The Use of Machine Learning in Health Care: No Shortcuts on the Long Road to Evidence-based Precision Health
Posted on byTwo recent systematic reviews reveal the high risk of bias present in randomized controlled trials (RCTs) and observational studies based on machine learning and artificial intelligence.
Digitization of health data holds profound potential to change the way we collect information and interact with the health care system. In current times, an increasing volume of health-related data is generated from sources such as biosensors, health data registries, genome sequencing, and electronic health records, necessitating increasing integration with computers capable of analyzing complex data with the assistance of artificial intelligence (AI).
One of the most common forms of AI applied to health care is machine learning (ML), a statistical technique for training algorithms to learn from and make predictions using data. ML may improve patient care by deriving novel insights from large data sets to predict which interventions are more likely to succeed for an individual patient.
A more recent branch of ML is deep learning (DL), which allows computational models to extract high-level representations of data through multiple layers of data processing. DL has been applied across a variety of medical fields, driven by specialties that use magnetic resonance imaging, echocardiography, mammography, and computed tomography scans and therefore have large data sets of annotated images available. For example, researchers have applied DL to electrocardiogram data to detect abnormalities with accuracy rates comparable to those of cardiologists. However, despite substantial advances of DL across many domains, a key concern is the nature of these algorithms, which are often referred to as “black box models”, alluding to the difficulty in understanding the innerworkings of how these algorithms determine an outcome.
Across numerous health-related applications, ML algorithms have shown remarkable ability to surpass current standard care performance. The number of FDA-approved technologies that are based on AI/ML algorithms has increased by several fold over the last several years. Yet, the field is still in its infancy; it was only in the early 2010s that DL achieved acceptance as a form of AI.

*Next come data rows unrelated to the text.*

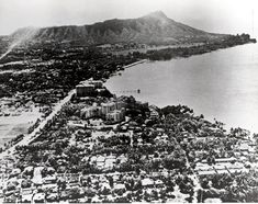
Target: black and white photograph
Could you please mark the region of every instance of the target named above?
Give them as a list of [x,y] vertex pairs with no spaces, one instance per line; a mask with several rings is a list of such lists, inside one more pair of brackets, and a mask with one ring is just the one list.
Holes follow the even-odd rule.
[[257,0],[0,0],[0,204],[258,203]]

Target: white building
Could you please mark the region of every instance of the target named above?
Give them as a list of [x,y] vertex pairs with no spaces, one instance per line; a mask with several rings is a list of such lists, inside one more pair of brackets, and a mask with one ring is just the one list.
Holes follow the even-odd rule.
[[102,103],[101,104],[101,113],[103,115],[106,115],[108,113],[112,112],[115,110],[115,103],[110,102],[110,103]]
[[108,113],[106,120],[115,123],[124,121],[124,110],[115,110],[111,113]]
[[76,86],[77,97],[88,97],[94,91],[93,84],[78,84]]

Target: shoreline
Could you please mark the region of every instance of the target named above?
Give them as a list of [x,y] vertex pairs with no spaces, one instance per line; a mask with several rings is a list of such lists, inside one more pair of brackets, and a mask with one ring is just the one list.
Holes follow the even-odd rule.
[[[246,44],[250,44],[250,43],[251,43],[251,42],[246,43]],[[246,44],[244,44],[244,45],[246,45]],[[235,47],[235,46],[238,46],[238,45],[234,45],[234,46],[229,46],[229,47],[223,47],[223,48],[217,48],[217,49],[215,49],[215,50],[222,50],[222,49],[231,48],[231,47]],[[188,48],[189,48],[189,47],[188,47]],[[167,48],[165,48],[165,49],[167,49]],[[162,49],[158,49],[157,52],[159,52],[159,50],[162,50]],[[205,53],[202,53],[202,54],[212,53],[212,52],[215,52],[215,50],[210,50],[210,52],[205,52]],[[192,54],[192,55],[187,56],[187,58],[188,58],[188,57],[191,57],[191,56],[195,56],[195,55],[202,55],[202,54]],[[183,57],[183,56],[176,56],[176,57],[173,57],[173,58],[171,58],[171,59],[169,59],[169,60],[177,59],[177,58],[186,58],[186,57]],[[126,69],[126,68],[130,68],[130,67],[133,67],[133,66],[136,66],[136,65],[138,65],[138,64],[144,64],[144,63],[149,61],[149,60],[152,60],[152,59],[141,59],[141,60],[137,60],[137,61],[135,61],[135,63],[132,63],[132,64],[128,64],[128,65],[123,66],[123,67],[122,67],[122,70],[123,70],[123,69]],[[155,61],[155,60],[153,60],[153,61]],[[160,59],[157,60],[157,61],[160,61]],[[120,70],[116,70],[116,71],[114,72],[114,75],[116,75],[119,71],[120,71]],[[110,77],[113,77],[113,76],[110,76]],[[110,78],[109,78],[109,79],[110,79]],[[41,122],[41,124],[38,125],[38,127],[36,127],[31,134],[26,134],[26,135],[24,136],[24,138],[23,138],[21,141],[19,141],[18,144],[14,144],[14,145],[11,146],[9,149],[3,150],[3,151],[0,154],[0,159],[2,159],[4,156],[7,156],[7,152],[8,152],[8,155],[9,155],[9,154],[12,155],[12,154],[13,154],[13,150],[15,149],[16,146],[19,146],[19,145],[29,145],[31,141],[33,141],[35,138],[37,138],[37,136],[35,137],[35,135],[38,134],[42,128],[44,128],[44,126],[47,124],[47,121],[49,121],[51,118],[53,118],[53,117],[55,116],[55,114],[58,113],[58,111],[55,111],[55,110],[56,110],[56,109],[60,110],[60,109],[61,109],[61,105],[60,105],[60,104],[64,103],[64,101],[69,102],[70,99],[68,99],[68,98],[71,98],[74,93],[75,93],[75,89],[72,89],[72,90],[68,93],[68,95],[67,95],[66,98],[64,98],[63,100],[60,100],[60,101],[58,102],[58,104],[54,107],[54,111],[53,111],[45,120],[43,120],[43,121]],[[125,94],[125,95],[126,95],[126,94]],[[68,101],[67,101],[67,99],[68,99]],[[66,103],[66,102],[65,102],[65,103]],[[59,106],[59,105],[60,105],[60,106]],[[154,105],[155,105],[155,104],[154,104]],[[167,105],[169,105],[169,104],[167,104]],[[167,106],[167,105],[165,105],[165,106]],[[160,106],[157,106],[157,107],[162,109],[162,107],[160,107]],[[229,131],[229,128],[231,128],[231,127],[228,127],[228,129],[226,129],[226,131]],[[255,132],[250,132],[250,134],[254,134],[254,133],[255,133]],[[11,151],[11,152],[10,152],[10,151]]]

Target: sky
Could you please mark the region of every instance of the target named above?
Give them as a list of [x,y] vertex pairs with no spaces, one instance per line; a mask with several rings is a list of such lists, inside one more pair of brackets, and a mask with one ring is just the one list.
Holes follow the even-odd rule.
[[157,10],[207,32],[258,36],[258,0],[0,0],[0,35],[24,26],[134,19]]

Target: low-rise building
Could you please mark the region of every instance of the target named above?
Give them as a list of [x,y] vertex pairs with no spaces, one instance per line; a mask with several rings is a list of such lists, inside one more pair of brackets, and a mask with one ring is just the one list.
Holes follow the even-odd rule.
[[78,84],[76,86],[77,97],[88,97],[94,91],[93,84]]
[[111,121],[114,123],[121,122],[124,120],[124,111],[123,110],[115,110],[111,113],[108,113],[105,117],[108,121]]

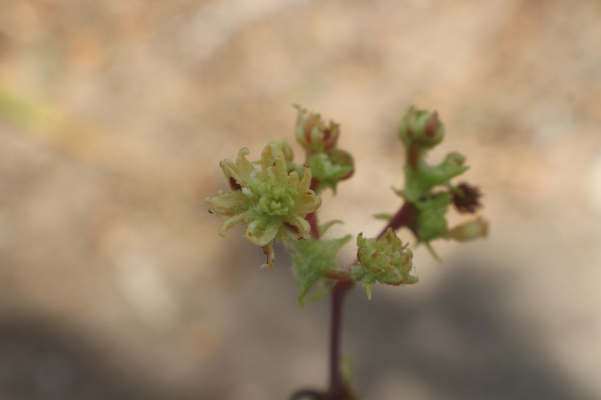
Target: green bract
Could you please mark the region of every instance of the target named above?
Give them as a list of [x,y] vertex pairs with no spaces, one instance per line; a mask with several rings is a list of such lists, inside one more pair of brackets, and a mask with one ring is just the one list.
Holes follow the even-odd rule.
[[[453,197],[462,209],[471,210],[472,212],[478,203],[477,197],[475,200],[460,199],[457,193],[463,193],[464,191],[454,187],[450,182],[452,178],[469,169],[463,165],[465,157],[463,155],[449,153],[441,163],[435,165],[426,161],[428,152],[440,143],[444,136],[444,126],[439,120],[438,113],[411,107],[401,118],[398,136],[405,146],[405,185],[402,190],[395,191],[415,207],[410,227],[418,240],[424,242],[432,254],[438,258],[429,244],[433,239],[475,237],[475,231],[481,233],[480,236],[486,234],[487,225],[483,219],[478,220],[476,227],[473,227],[475,222],[472,221],[459,230],[447,229],[446,214],[453,202]],[[436,187],[441,186],[450,191],[433,191]]]
[[357,236],[359,265],[353,267],[352,276],[363,281],[368,299],[371,299],[371,287],[376,282],[398,285],[418,281],[418,277],[410,274],[413,253],[407,246],[391,228],[378,239],[366,239],[362,233]]
[[311,169],[304,167],[302,179],[296,171],[288,173],[286,158],[276,143],[270,142],[263,149],[261,170],[246,160],[249,153],[243,148],[235,163],[219,163],[231,190],[219,190],[205,200],[211,206],[209,212],[225,220],[219,234],[225,236],[230,228],[248,224],[246,239],[267,255],[261,267],[271,267],[273,239],[308,237],[310,227],[305,217],[319,207],[322,199],[310,188]]
[[294,247],[298,255],[293,254],[292,261],[296,275],[296,284],[300,289],[298,300],[301,305],[311,287],[326,278],[328,272],[334,271],[338,268],[336,255],[340,248],[352,237],[349,234],[329,240],[309,239],[294,243]]

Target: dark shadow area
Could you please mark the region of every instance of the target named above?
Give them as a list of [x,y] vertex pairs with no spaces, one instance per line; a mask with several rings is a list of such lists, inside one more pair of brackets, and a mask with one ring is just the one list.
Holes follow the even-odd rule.
[[107,349],[49,320],[0,318],[0,398],[192,400],[136,377]]
[[450,263],[445,283],[421,300],[402,288],[394,303],[350,296],[346,352],[362,392],[392,373],[419,378],[434,398],[592,399],[554,363],[544,332],[505,309],[510,278],[490,271]]

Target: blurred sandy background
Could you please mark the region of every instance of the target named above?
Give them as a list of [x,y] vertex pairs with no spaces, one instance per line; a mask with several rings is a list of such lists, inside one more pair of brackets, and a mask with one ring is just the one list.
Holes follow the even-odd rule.
[[362,398],[601,398],[600,21],[598,0],[1,0],[0,398],[325,384],[328,302],[300,309],[282,249],[260,270],[203,201],[219,160],[293,139],[293,103],[355,156],[334,235],[399,206],[411,104],[485,193],[488,240],[349,296]]

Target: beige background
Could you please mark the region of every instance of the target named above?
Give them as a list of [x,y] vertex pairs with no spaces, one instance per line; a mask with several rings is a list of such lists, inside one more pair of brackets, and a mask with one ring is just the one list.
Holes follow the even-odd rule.
[[325,384],[327,302],[300,309],[284,249],[260,270],[203,200],[219,160],[292,139],[293,103],[355,157],[334,235],[398,206],[411,104],[485,193],[487,240],[349,296],[362,398],[601,398],[600,20],[597,0],[2,0],[0,398]]

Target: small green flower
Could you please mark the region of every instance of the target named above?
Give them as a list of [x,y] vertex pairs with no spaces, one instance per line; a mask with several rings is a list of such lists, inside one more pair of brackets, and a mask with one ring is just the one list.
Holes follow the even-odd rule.
[[340,125],[330,121],[326,125],[319,114],[308,113],[300,106],[294,131],[298,142],[307,154],[323,153],[336,147]]
[[389,228],[378,239],[357,236],[357,259],[353,278],[363,281],[367,297],[371,299],[371,287],[376,282],[387,285],[412,284],[418,277],[411,275],[413,252],[403,245],[394,230]]
[[260,170],[246,160],[249,154],[243,148],[235,163],[219,163],[231,190],[219,190],[205,201],[210,204],[209,212],[225,219],[219,228],[222,236],[230,228],[248,225],[246,239],[263,248],[267,261],[261,267],[270,267],[275,261],[273,239],[308,238],[310,227],[305,217],[319,207],[322,199],[310,188],[311,169],[304,167],[302,179],[296,171],[288,173],[286,157],[277,143],[265,146]]
[[330,188],[335,194],[338,182],[350,178],[355,170],[353,157],[337,147],[340,125],[332,121],[326,125],[319,114],[294,107],[296,140],[307,153],[305,164],[313,173],[315,190],[320,193]]

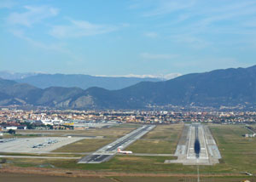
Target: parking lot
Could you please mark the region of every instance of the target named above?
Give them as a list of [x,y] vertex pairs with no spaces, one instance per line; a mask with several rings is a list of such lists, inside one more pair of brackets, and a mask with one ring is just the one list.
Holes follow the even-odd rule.
[[0,152],[44,153],[76,142],[82,137],[36,137],[13,139],[0,143]]

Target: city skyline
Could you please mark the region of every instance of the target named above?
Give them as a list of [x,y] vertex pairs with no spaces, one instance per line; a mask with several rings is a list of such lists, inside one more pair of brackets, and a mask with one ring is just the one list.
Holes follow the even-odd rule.
[[3,0],[0,9],[2,70],[166,75],[255,65],[253,1]]

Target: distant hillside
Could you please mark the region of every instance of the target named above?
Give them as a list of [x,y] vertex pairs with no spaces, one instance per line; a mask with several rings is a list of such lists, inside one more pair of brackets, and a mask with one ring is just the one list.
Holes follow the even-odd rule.
[[140,82],[159,82],[160,78],[140,77],[95,77],[90,75],[65,75],[65,74],[38,74],[22,79],[15,79],[18,82],[28,83],[40,88],[49,87],[78,87],[87,89],[91,87],[100,87],[106,89],[121,89]]
[[142,82],[110,91],[93,87],[41,89],[0,79],[0,105],[58,108],[137,109],[148,105],[256,106],[256,65],[193,73],[165,82]]

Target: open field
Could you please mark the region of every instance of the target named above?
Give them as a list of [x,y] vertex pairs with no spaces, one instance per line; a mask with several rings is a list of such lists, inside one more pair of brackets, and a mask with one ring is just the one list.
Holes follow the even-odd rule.
[[158,125],[127,150],[135,153],[173,154],[183,128],[183,124]]
[[8,182],[113,182],[111,179],[107,178],[68,178],[58,176],[44,176],[32,174],[15,174],[15,173],[0,173],[1,181]]
[[[179,130],[182,129],[181,125],[175,126],[175,129],[171,129],[172,125],[158,126],[155,129],[147,134],[143,139],[139,141],[154,141],[160,139],[162,141],[171,141],[173,139],[175,150],[176,140],[178,139]],[[243,172],[256,173],[256,139],[244,138],[241,134],[247,132],[241,125],[209,125],[212,135],[218,143],[222,159],[219,164],[213,166],[201,166],[200,173],[201,174],[219,174],[219,175],[240,175]],[[163,132],[165,131],[165,132]],[[175,138],[175,136],[177,138]],[[91,141],[94,139],[91,139]],[[161,140],[161,139],[160,139]],[[86,139],[84,139],[86,141]],[[141,143],[142,149],[152,147],[150,144]],[[163,143],[160,143],[163,144]],[[156,145],[159,144],[155,144]],[[131,145],[130,147],[133,147]],[[67,145],[68,146],[68,145]],[[159,148],[163,146],[158,145]],[[164,146],[166,147],[166,146]],[[75,150],[76,147],[73,148]],[[145,149],[143,152],[150,151]],[[161,149],[162,150],[162,149]],[[166,149],[167,150],[167,149]],[[136,151],[137,152],[137,151]],[[77,164],[77,160],[60,160],[60,159],[24,159],[24,158],[8,158],[8,163],[4,164],[9,167],[46,167],[55,168],[66,169],[82,169],[87,171],[101,171],[101,172],[127,172],[132,173],[190,173],[196,174],[196,166],[183,166],[182,164],[165,164],[165,160],[175,159],[174,156],[136,156],[129,155],[119,155],[114,156],[108,162],[100,164]],[[236,180],[235,180],[236,181]]]
[[113,140],[112,139],[84,139],[58,148],[53,152],[93,152]]
[[247,130],[239,125],[211,126],[223,159],[222,166],[233,172],[256,173],[256,138],[244,138]]
[[119,138],[138,128],[135,124],[119,124],[110,128],[90,128],[85,130],[17,130],[17,134],[51,135],[51,136],[104,136],[106,138]]
[[[58,177],[58,176],[44,176],[36,174],[20,174],[20,173],[0,173],[0,179],[3,181],[8,182],[181,182],[181,181],[197,181],[195,177]],[[201,178],[201,181],[218,181],[218,182],[234,182],[241,181],[245,179],[250,179],[252,182],[255,181],[251,178],[236,177],[236,178]]]

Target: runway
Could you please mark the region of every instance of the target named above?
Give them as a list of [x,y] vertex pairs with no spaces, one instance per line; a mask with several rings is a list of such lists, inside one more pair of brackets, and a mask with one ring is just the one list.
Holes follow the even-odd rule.
[[166,163],[183,165],[212,165],[221,158],[216,142],[206,125],[195,123],[185,125],[177,146],[177,160],[166,160]]
[[79,163],[101,163],[108,161],[117,154],[117,149],[119,147],[125,149],[129,145],[146,134],[154,127],[154,125],[144,125],[131,132],[125,136],[118,139],[114,142],[103,146],[93,154],[83,157]]

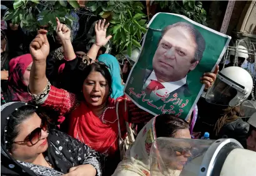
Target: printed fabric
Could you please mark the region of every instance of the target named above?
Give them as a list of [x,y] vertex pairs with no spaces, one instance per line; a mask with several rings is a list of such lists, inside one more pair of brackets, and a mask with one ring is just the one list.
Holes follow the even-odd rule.
[[46,160],[53,169],[15,160],[5,147],[4,131],[7,119],[16,108],[24,103],[11,102],[1,107],[1,175],[61,175],[68,173],[70,168],[83,164],[91,164],[102,175],[99,154],[67,134],[50,129],[47,137],[48,148],[43,153]]
[[[107,108],[103,114],[98,117],[94,114],[86,102],[77,101],[74,94],[49,85],[43,91],[49,92],[46,95],[32,95],[34,100],[41,106],[54,110],[59,116],[63,117],[69,114],[68,134],[102,154],[112,155],[119,151],[117,101],[119,101],[119,121],[122,139],[127,132],[126,121],[139,123],[147,122],[153,118],[152,115],[139,108],[125,96],[117,101],[109,98]],[[124,103],[126,99],[126,104]]]

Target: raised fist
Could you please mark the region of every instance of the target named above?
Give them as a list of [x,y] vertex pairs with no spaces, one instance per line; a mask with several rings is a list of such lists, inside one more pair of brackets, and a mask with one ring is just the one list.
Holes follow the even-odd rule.
[[109,25],[109,22],[105,25],[105,22],[106,19],[104,19],[103,21],[99,20],[97,24],[95,24],[95,32],[96,33],[96,44],[101,47],[105,45],[112,37],[111,35],[106,37],[107,29]]
[[56,17],[57,21],[57,28],[56,33],[57,35],[61,39],[61,41],[70,40],[70,35],[71,31],[69,28],[67,27],[65,24],[60,22],[59,19]]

For ML algorithms to fulfill their promise to improve health care, it is important to evaluate the methodological quality and the risk of bias arising from shortcomings in design, conduct, and analysis in studies using ML techniques. Two recent systematic reviews tackle these important issues.
In the first paper, Zhou et al. conducted a systematic review of RCTs that included interventions using traditional statistical methods, ML, and DL tools. A total of 65 RCTs conducted within the past decade were identified. Most trials were designed to assist in treatment decision, diagnosis, or risk stratification. Top disease categories included cancer and other chronic diseases. The authors found that, for a large proportion of the trials, quality was suboptimal with regards to pre-estimation of sample size, randomization, and masking, among other factors. This finding is consistent with prior studies assessing the quality of RCTs in medicine. Specifically, over 35% of RCTs were considered to have a high overall risk for bias, 38% displayed some concerns of bias, and only 26% were found to have an overall low risk of bias. Notably, nearly 40% of the trial interventions failed to show clinical benefit compared to standard care.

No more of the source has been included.